Luckily, Lynn Baskfield of Spirit Dance Equine Assisted Coaching embodies all that one would want in a group guide. She is grounded and deliberate and calm. She listens and questions, rather than answers. Her body and voice radiate acceptance and kindness. She is truly gifted.
But I am not an easy nut to crack. I hold in when I sense anything that seems in the least bit inauthentic or contrived. So I was standing back. In spite of my good intentions, I found myself ready to find fault when Lynn had the group come together in the lovely cottonwood forest in the riparian area of Dunrovin and asked us to create a medicine wheel. Part of me dislikes appropriating ceremonies from Native American cultures. Why this is, I am not sure. I have no trouble participating in an Irish jig or a German Octoberfest. Perhaps it is because my relationship with Native Americans as a group is an uneasy one. I regret my country’s history with Native Americans, and once again, I am not sure how to feel about it. That translates into uncertainty about engaging in something that I know is sacred to them. How would they feel about it?
Nonetheless, I followed the group down to the clearing in the forest where we were to build our medicine wheel. Once I was able cleanse myself of negative thoughts and drop my insecurities, I began to focus on where I was emotionally with respect to the summer’s events, the fires, the diagnosis of moon blindness for Chinook, and the implications of my business losses. Lynn asked that we quietly walk down to the river to collect some stones to form the circle, pause, and reflect on the circle that is our life.
Along the river, my eyes immediately fell on a stone that reminded me of a bird’s egg. My heart skipped a little beat and my mind jumped to the ospreys from whom I have gained so much. They inspire me with their indestructible commitment to life, regardless of the challenges. At times I envy them. Self doubts, insecurity about feelings, living in the past or the future, too much introspection, are not part of their world. They take it in the here and now. I know they experience pain and fear, and I have little doubt that at some level they also experience comfort, joy, and sadness. But most of all they dwell on the task at hand, not its “cosmic” meaning, not its challenges nor the time it takes to complete, and certainly not how much or how little their mates participate. They just get it done. We humans go to special classes, learn meditation techniques, and turn to all kinds of addictive substances and behaviors to escape the relentless harping of our minds. Oh, to be a bird!
The more I searched for stone bird eggs, the more relaxed and in the moment I became. The more I let my mind fixate on the search, the less I cared about the finding. It was the looking, the quiet water flowing, the easy breaths, and the thoughts of birds flying in my heart that finally brought me out of myself and into the moment.

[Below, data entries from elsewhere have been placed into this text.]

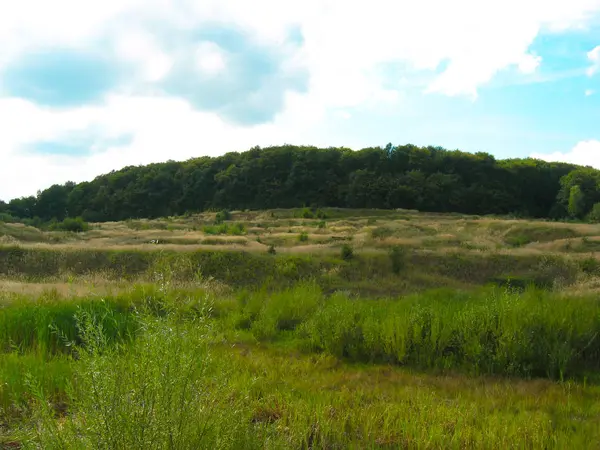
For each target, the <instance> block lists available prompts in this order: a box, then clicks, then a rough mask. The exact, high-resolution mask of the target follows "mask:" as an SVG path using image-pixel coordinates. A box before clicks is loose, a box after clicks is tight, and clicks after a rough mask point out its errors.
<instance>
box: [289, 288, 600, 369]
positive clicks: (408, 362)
mask: <svg viewBox="0 0 600 450" xmlns="http://www.w3.org/2000/svg"><path fill="white" fill-rule="evenodd" d="M599 332H600V304H599V303H598V301H597V300H596V299H594V298H569V299H565V298H559V297H557V296H553V295H552V294H549V293H547V292H542V291H533V290H530V291H527V292H526V293H524V294H522V295H520V294H516V293H510V292H507V291H501V290H493V291H489V292H484V293H481V294H478V295H476V294H461V293H453V292H448V291H440V292H438V293H428V294H422V295H417V296H414V297H411V298H407V299H404V300H400V301H394V300H380V301H364V300H355V301H350V300H349V299H348V298H346V297H344V296H341V295H338V296H335V297H333V298H332V299H330V300H329V301H327V302H325V303H324V304H323V307H322V308H320V309H319V310H318V311H316V313H315V314H314V316H313V317H311V318H310V319H309V320H308V321H307V322H305V323H304V324H303V326H302V328H301V332H300V333H299V334H300V336H303V337H304V338H305V339H306V340H307V342H308V343H309V347H310V348H311V349H313V350H315V351H327V352H329V353H331V354H333V355H336V356H339V357H341V358H347V359H350V360H353V361H361V362H382V363H393V364H398V365H403V366H411V367H418V368H426V369H439V370H444V369H459V370H463V371H466V372H468V373H473V374H481V373H487V374H505V375H522V376H535V377H549V378H560V379H563V378H564V377H570V376H584V375H586V374H587V373H589V372H591V371H598V370H600V337H599V336H598V334H599Z"/></svg>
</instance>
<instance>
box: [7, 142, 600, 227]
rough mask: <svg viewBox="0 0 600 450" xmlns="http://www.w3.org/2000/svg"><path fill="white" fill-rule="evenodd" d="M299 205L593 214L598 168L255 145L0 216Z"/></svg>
mask: <svg viewBox="0 0 600 450" xmlns="http://www.w3.org/2000/svg"><path fill="white" fill-rule="evenodd" d="M302 206H314V207H320V206H331V207H349V208H407V209H418V210H421V211H429V212H460V213H467V214H515V215H517V216H523V217H539V218H554V219H559V218H566V217H572V218H578V219H583V218H590V219H592V220H594V219H598V218H600V171H598V170H594V169H591V168H583V167H580V166H575V165H571V164H565V163H548V162H545V161H540V160H534V159H530V158H528V159H507V160H496V159H495V158H494V157H493V156H492V155H489V154H487V153H481V152H480V153H475V154H471V153H466V152H461V151H458V150H456V151H449V150H445V149H443V148H441V147H431V146H430V147H417V146H414V145H404V146H398V147H396V146H393V145H391V144H388V145H387V146H386V147H374V148H365V149H362V150H359V151H354V150H351V149H347V148H326V149H319V148H316V147H297V146H291V145H285V146H281V147H269V148H259V147H255V148H252V149H250V150H249V151H246V152H243V153H228V154H225V155H223V156H219V157H200V158H195V159H191V160H188V161H185V162H175V161H168V162H166V163H159V164H150V165H147V166H136V167H133V166H130V167H126V168H124V169H122V170H118V171H113V172H111V173H109V174H106V175H102V176H99V177H97V178H96V179H94V180H93V181H90V182H83V183H79V184H76V183H72V182H68V183H65V184H64V185H53V186H51V187H50V188H48V189H46V190H44V191H41V192H39V193H38V195H37V196H36V197H33V196H32V197H24V198H19V199H14V200H12V201H10V202H9V203H5V202H0V215H3V216H4V217H5V218H6V217H11V216H12V217H15V218H20V219H34V218H38V220H42V221H48V220H52V219H57V220H62V219H64V218H65V217H79V216H81V217H83V218H84V219H85V220H87V221H98V222H99V221H111V220H123V219H128V218H142V217H147V218H156V217H161V216H169V215H180V214H184V213H186V212H196V211H202V210H207V209H232V210H233V209H268V208H291V207H302Z"/></svg>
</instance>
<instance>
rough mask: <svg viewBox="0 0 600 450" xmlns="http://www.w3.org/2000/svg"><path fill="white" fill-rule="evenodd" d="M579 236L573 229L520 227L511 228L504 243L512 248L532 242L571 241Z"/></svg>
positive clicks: (522, 225)
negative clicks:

When I returned to participate with the others to offer my stone eggs to the circle, I had done exactly what Lynn had wanted us to do, to open a space in our hearts and minds to process the summer’s events. I found myself seeing myself from a bird’s eye, from a detached point of view. It helped me understand that while these events have been stressful and, for some, life-changing, it really is all just part of each of our rivers of life that flows over or around each stone in its path to reach its conclusion at some yet unknown destination.